Bugbear set to topple Klez

After a slow start the Bugbear worm looks set to become the number one threat to computer users, with over 300,000 cases already recorded by MessageLabs.

Experts have indicated that it will become bigger than Klez, which has topped the charts for months but is now starting to fall off as users update their antivirus software.

"This worm started out looking like a slow burner but it's really taken off with a vengeance," said Paul Wood, Virus Eye manager for MessageLabs.

"We'd expected cases to start tailing off but they're going through the roof. We're getting cases logged in faster than we can post the numbers up on the website."

Once installed, Bugbear disables antivirus and firewall software and installs a Trojan keystroke logger as a DLL, detected as PWS-Hooker.dll.

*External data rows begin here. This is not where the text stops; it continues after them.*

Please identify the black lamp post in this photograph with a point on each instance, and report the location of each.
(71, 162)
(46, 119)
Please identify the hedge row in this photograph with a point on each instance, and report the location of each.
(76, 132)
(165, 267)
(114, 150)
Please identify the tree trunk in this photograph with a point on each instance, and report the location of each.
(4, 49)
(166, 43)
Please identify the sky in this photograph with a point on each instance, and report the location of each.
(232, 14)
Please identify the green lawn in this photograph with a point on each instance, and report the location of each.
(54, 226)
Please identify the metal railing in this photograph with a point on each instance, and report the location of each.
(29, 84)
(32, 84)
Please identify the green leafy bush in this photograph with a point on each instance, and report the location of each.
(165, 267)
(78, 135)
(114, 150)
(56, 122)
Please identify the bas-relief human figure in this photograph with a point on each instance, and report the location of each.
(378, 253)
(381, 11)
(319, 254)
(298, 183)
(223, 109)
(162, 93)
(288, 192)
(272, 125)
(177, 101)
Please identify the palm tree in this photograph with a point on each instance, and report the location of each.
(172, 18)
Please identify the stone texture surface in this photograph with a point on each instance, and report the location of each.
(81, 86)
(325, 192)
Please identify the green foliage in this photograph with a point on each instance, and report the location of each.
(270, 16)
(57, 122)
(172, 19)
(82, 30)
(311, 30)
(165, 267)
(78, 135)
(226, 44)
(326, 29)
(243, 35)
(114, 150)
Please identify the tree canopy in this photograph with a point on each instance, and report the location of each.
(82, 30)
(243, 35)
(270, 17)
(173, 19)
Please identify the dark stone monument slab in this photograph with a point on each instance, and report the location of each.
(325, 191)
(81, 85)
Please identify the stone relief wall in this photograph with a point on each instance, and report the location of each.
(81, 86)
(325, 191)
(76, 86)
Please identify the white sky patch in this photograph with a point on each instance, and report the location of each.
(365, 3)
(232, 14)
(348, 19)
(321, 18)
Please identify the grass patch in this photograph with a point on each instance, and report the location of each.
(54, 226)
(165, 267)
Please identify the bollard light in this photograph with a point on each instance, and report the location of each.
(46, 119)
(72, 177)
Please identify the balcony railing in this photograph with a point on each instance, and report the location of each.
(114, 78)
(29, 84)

Anything the PC user types via the keyboard, such as passwords or sensitive information, is sent to the originator of the worm via the TCP port 36794.

"This worm will be bigger than Klez," said Graham Cluley, senior technical consultant for Sophos.

"Whoever wrote it has effectively launched a denial of service against himself, given the amount of information that must be coming in. We haven't been this busy all week."

The worm also seeks to infect all other PCs on the network via the address book and network shares.

It also takes advantage of a longstanding Microsoft exploit, MS-01/020, as did Klez. A patch for this has been available since March 2001 and can be found here.

Reacting to the worm has been complicated by the fact that it forges headers on the email that it uses to distribute itself.

This leaves the recipient looking at the wrong people when trying to find the source, which has led to help lines being swamped by confused users.

While businesses have been quick to patch their protective software it now seems to be home users who are incubating and spreading the worm, according to Cluley.

Bugbear only affects Windows PCs and a patch is available from antivirus vendors.